Hacker had proposed jump-starting the public option plan by moving all or most of uninsured people as well as Medicaid and SCHIP enrollees into it. Starting with a huge population would reduce its startup, administrative and marketing costs and give it the ability to negotiate lower premiums. Under the present Congressional proposals, it starts with no one, which will greatly increase its initial overhead and marketing costs while largely eliminating its ability to cut costs through lower premium.
The power and political campaign activities of the public option proponents means that many liberal Congresspeople feel obligated to insist that a public option be included in the final bill. It will a public option primarily in name only, especially since so few people ever understood the details of the initial proposal. Meanwhile, the Republicans and right wingers are using the “public option” as a focal point of their criticism of Congressional efforts for universal health care, claiming it is socialism and a first step to single payer, an effort to drive insurance companies out of business. Rather than saying “yes, we want to eliminate private health insurance”, Congress instead seeks to deflate these attacks by doing more to subsidize and strengthen insurance companies.

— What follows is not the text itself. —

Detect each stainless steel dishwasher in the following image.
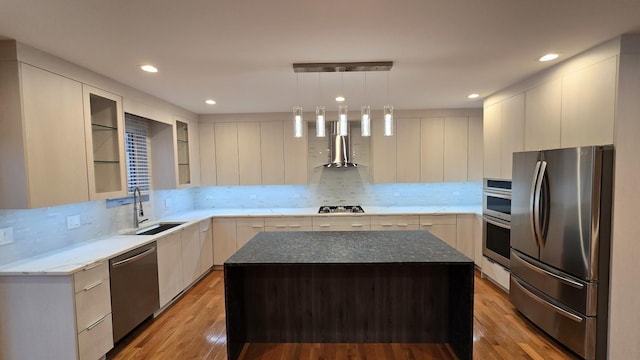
[109,241,160,343]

An additional problem is that Congress is largely equating access to quality health care with having insurance. Yet neither private health insurance nor even public programs like Medicaid guarantee that you will actually obtain health services. We see this in the fact that 77% of Americans who go bankrupt due to high health care bills had health insurance. The co-pays, deductibles, exclusions, prior approval and restrictions on out of network services that come with insurance all impede access to health care. Many Medicaid patients, due to lower physician reimbursement rates, have a difficult time accessing health services outside of a clinic setting. It is quite possible that the public option will experience some if not all of these problems.
Public option proponents started with good intentions. It is time for them to admit that their vision for a public option has been rejected by Congress. Hopefully they will rejoin the movement for single payer health care and fight to establish health care as a human right in America.